Davina Fitas, responsabile OCST donna-lavoro, rappresentante della rete “Nate il 14 giugno”
Il valore economico del lavoro non remunerato in Svizzera, cioè “il lavoro produttivo non pagato, ma che per principio potrebbe anche essere svolto a pagamento da una terza persona” è abbastanza impressionante. Si tratta, per intenderci, di tutte quelle attività che vengono svolte nelle famiglie come ad esempio la pulizia della casa e la cura delle persone, o come volontariato in situazioni più o meno strutturate.
Si parla 9,2 miliardi di ore impiegate ogni anno in queste attività, contro i 7,9 miliardi impiegati per le attività remunerate; un valore di più di 408 miliardi di franchi all’anno. Questa è tuttavia una stima puramente teorica che viene utilizzata a fini statistici, ma senza nessuna concreta ripercussione sulla realtà. E questo di per sé non sarebbe un problema: nessun genitore si farebbe pagare per preparare la cena ai propri figli, nessun figlio si farebbe pagare per accudire un genitore anziano.
Non sarebbe un problema se il lavoro non retribuito fosse ripartito equamente tra i sessi. Invece risulta che le donne realizzano il 61,3% del lavoro non retribuito, mentre gli uomini il 61.6% di quello retribuito. Il maggiore impegno delle donne in un contesto non remunerato, che grazie a questa statistica possiamo quantificare in termini di tempo e di capacità di produrre ricchezza, ostacola la partecipazione con lo stesso slancio al mercato del lavoro remunerato. Non si tratta di un impegno di poco conto: per una donna in proporzione ogni 8 ore di lavoro remunerato, ce ne sono quasi 15 di lavoro non remunerato.

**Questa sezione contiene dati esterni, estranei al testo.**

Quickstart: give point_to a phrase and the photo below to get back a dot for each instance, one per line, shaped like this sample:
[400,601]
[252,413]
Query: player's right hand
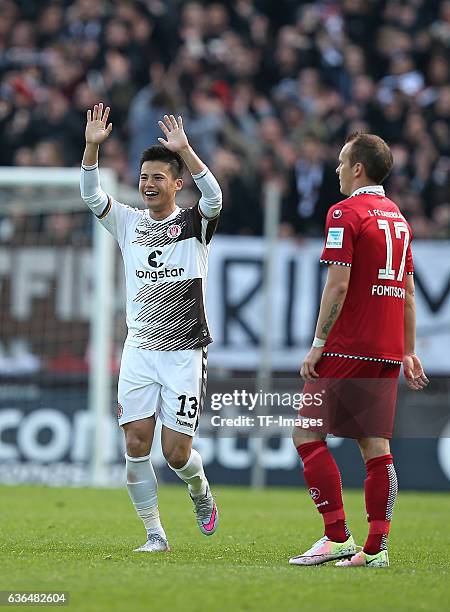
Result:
[96,129]
[414,374]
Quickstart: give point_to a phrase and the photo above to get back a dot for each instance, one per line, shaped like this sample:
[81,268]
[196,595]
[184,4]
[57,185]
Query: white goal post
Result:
[101,308]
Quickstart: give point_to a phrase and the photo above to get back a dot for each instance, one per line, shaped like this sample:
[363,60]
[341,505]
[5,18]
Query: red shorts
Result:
[352,398]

Questa condizione ha una serie di conseguenze che conducono alla disparità: minore investimento sulla professione, salari più bassi, minori opportunità di carriera e, in definitiva, maggiore rischio di povertà. È per questo che dedicheremo l’8 marzo alla sensibilizzazione su questo importante tema.
Non è tuttavia da tralasciare un'altra importante conseguenza che ha risvolti piuttosto psicologici. Il valore del lavoro non remunerato viene ancora troppo spesso sottostimato sia da chi ne beneficia che da chi lo svolge, proprio perché non se ne vede una contropartita. Affatto considerate per il grande impegno offerto nella cura gratuita degli altri, ci si trova mortificate anche nello slancio professionale.
Quello di una ripartizione dei compiti più equa in seno alla famiglia non è quindi un tema di poco conto, ma di prioritaria importanza nell’ottica di affrontare in modo concreto il problema della disparità salariale tra uomo e donna.
Rincuora assistere al cambiamento di mentalità che si opera nelle nuove generazioni. I giovani uomini sono molto più disposti dei loro padri ad assumersi maggiori responsabilità nella famiglia e per la cura dei figli; lo dimostra l’entusiasmo che ha accolto l’iniziativa per un congedo paternità ragionevole, che invito caldamente a sostenere in votazione nel mese di settembre. Desiderano partecipare maggiormente e con serietà alle incombenze della vita quotidiana e sono disposti per questo a rinunciare ad una parte dell’impegno lavorativo.
È in una maggiore collaborazione e nel riconoscimento reciproco dell’importante contributo sociale del lavoro non remunerato che vediamo una delle piste di intervento per affrontare lo squilibrio sociale che sfocia nella disparità salariale.